The genre seems to have a completely unearned prestige which serves as a substitute for things like originality and ideas. And all Britain’s favourite thesps get to stick on some facial hair and a frock coat — or a stiff gown, as appropriate — and do a slightly hammy turn, and everyone oohs and aahs at the costumes and the locations, and it’s all very cosy and boring.

But everyone has been raving about this film, and when someone suggested a trip to see it I thought I might as well. And generally speaking I think it was a good movie. Even a very good one. The prince who has to have speech therapy is a good hook to hang a film on, the script is  often clever and funny and only occasionally resorts to heavy handed historical exposition, and Colin Firth’s performance is excellent, as are most of the supporting cast — although I wasn’t as impressed as some people by Geoffrey Rush as the speech therapist Lionel Logue. And I thought it looked great; I particularly enjoyed the rooms full of old fashioned radio equipment with giant microphones and big dials.

On the other hand it felt like a very basic, meat and potatoes piece of story-telling. It does have a good story to tell, and that is half the battle, but it takes you through it in a very predictable, unadventurous way. And it did feel too emotionally manipulative sometimes. Film is an emotionally manipulative medium anyway; in some ways that is one of its strengths. And this is a thoroughly mainstream film, and I don’t demand that it should be abrasively intellectual and spare and minimalist… but sometimes when the swelling background music was a bit too obvious at telling me what to feel, or when some scene had been too obviously crafted to ram home some message or other, I started to get a bit irritated.

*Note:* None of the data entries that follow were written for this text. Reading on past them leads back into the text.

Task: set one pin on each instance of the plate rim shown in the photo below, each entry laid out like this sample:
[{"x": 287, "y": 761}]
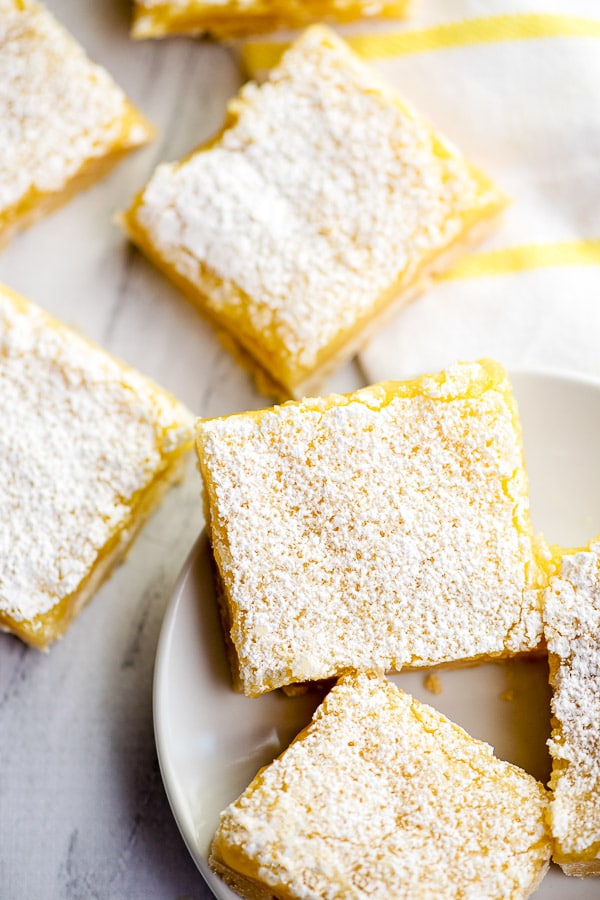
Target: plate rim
[{"x": 168, "y": 623}]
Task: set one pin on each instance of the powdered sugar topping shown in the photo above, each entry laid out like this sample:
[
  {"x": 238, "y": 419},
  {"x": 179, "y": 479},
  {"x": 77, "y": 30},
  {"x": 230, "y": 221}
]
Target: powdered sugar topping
[
  {"x": 311, "y": 204},
  {"x": 81, "y": 434},
  {"x": 572, "y": 630},
  {"x": 384, "y": 797}
]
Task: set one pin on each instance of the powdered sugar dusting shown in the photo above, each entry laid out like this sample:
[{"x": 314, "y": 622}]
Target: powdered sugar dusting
[
  {"x": 57, "y": 109},
  {"x": 383, "y": 797},
  {"x": 386, "y": 528},
  {"x": 572, "y": 629},
  {"x": 81, "y": 434},
  {"x": 320, "y": 195}
]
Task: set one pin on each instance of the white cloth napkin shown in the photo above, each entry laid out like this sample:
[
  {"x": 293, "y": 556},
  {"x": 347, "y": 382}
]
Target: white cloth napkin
[{"x": 516, "y": 85}]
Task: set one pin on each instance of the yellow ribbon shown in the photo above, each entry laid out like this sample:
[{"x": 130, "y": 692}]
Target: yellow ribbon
[{"x": 258, "y": 55}]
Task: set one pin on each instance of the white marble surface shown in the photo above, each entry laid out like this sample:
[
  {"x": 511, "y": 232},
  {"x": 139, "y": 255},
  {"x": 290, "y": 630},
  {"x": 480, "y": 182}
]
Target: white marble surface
[{"x": 83, "y": 813}]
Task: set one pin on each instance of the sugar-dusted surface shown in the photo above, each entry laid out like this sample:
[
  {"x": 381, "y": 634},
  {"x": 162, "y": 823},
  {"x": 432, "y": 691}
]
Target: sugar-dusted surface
[
  {"x": 57, "y": 109},
  {"x": 228, "y": 18},
  {"x": 382, "y": 529},
  {"x": 384, "y": 797},
  {"x": 81, "y": 436},
  {"x": 572, "y": 630},
  {"x": 321, "y": 194}
]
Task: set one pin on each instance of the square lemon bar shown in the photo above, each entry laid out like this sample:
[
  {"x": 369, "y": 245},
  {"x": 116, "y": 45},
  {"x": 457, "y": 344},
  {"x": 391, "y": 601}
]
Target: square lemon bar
[
  {"x": 234, "y": 18},
  {"x": 324, "y": 202},
  {"x": 572, "y": 630},
  {"x": 87, "y": 448},
  {"x": 63, "y": 121},
  {"x": 381, "y": 796},
  {"x": 383, "y": 529}
]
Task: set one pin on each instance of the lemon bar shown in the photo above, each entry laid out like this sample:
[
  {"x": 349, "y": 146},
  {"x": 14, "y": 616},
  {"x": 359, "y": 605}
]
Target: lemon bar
[
  {"x": 235, "y": 18},
  {"x": 324, "y": 203},
  {"x": 63, "y": 121},
  {"x": 382, "y": 796},
  {"x": 572, "y": 630},
  {"x": 87, "y": 448},
  {"x": 376, "y": 530}
]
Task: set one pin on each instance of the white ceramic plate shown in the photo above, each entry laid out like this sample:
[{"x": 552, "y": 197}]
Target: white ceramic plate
[{"x": 211, "y": 741}]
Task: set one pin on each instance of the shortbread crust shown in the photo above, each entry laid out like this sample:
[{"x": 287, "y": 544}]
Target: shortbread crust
[
  {"x": 87, "y": 448},
  {"x": 381, "y": 796},
  {"x": 324, "y": 202},
  {"x": 383, "y": 529},
  {"x": 234, "y": 18},
  {"x": 572, "y": 631},
  {"x": 63, "y": 120}
]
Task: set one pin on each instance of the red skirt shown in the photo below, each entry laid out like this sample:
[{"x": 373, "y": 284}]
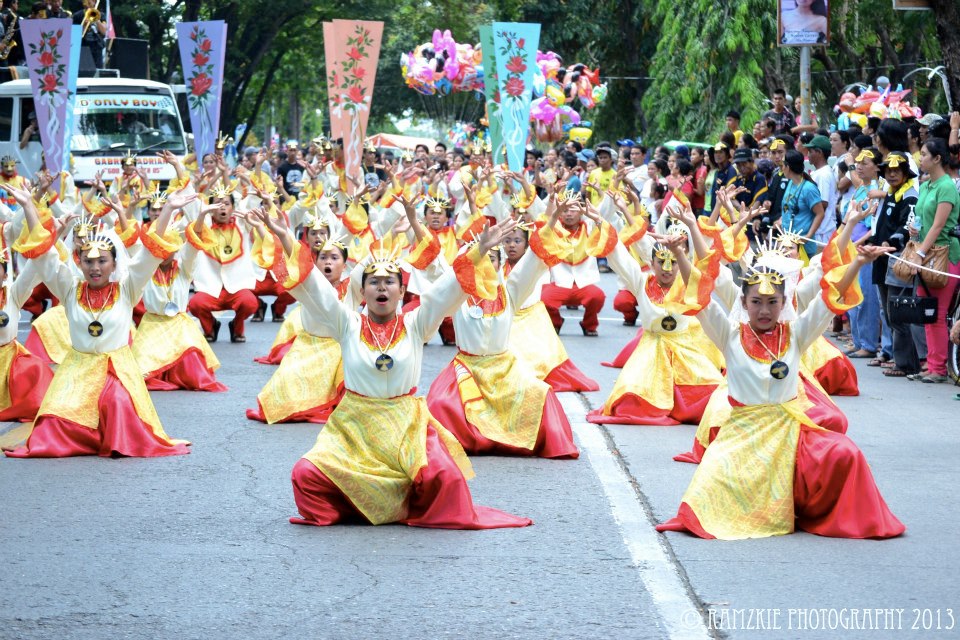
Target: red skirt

Perhaps the problem is that Colin Firth’s character is just too sympathetic. The whole film is structured around poor prince Bertie and his terrible burdens, and there’s never a hint that he has a nasty or selfish bone in his body. He may have been a good man with a profound sense of duty, but presumably he wasn’t actually a saint.

Anyway, I did basically enjoy it and do basically recommend it. With a few reservations.

2 replies on “The King’s Speech”

The friend I saw it with, who has an eye for design, came out of the theater raving about Lionel Logue’s wool suits. But like you, I was most impressed with all the old radio stuff.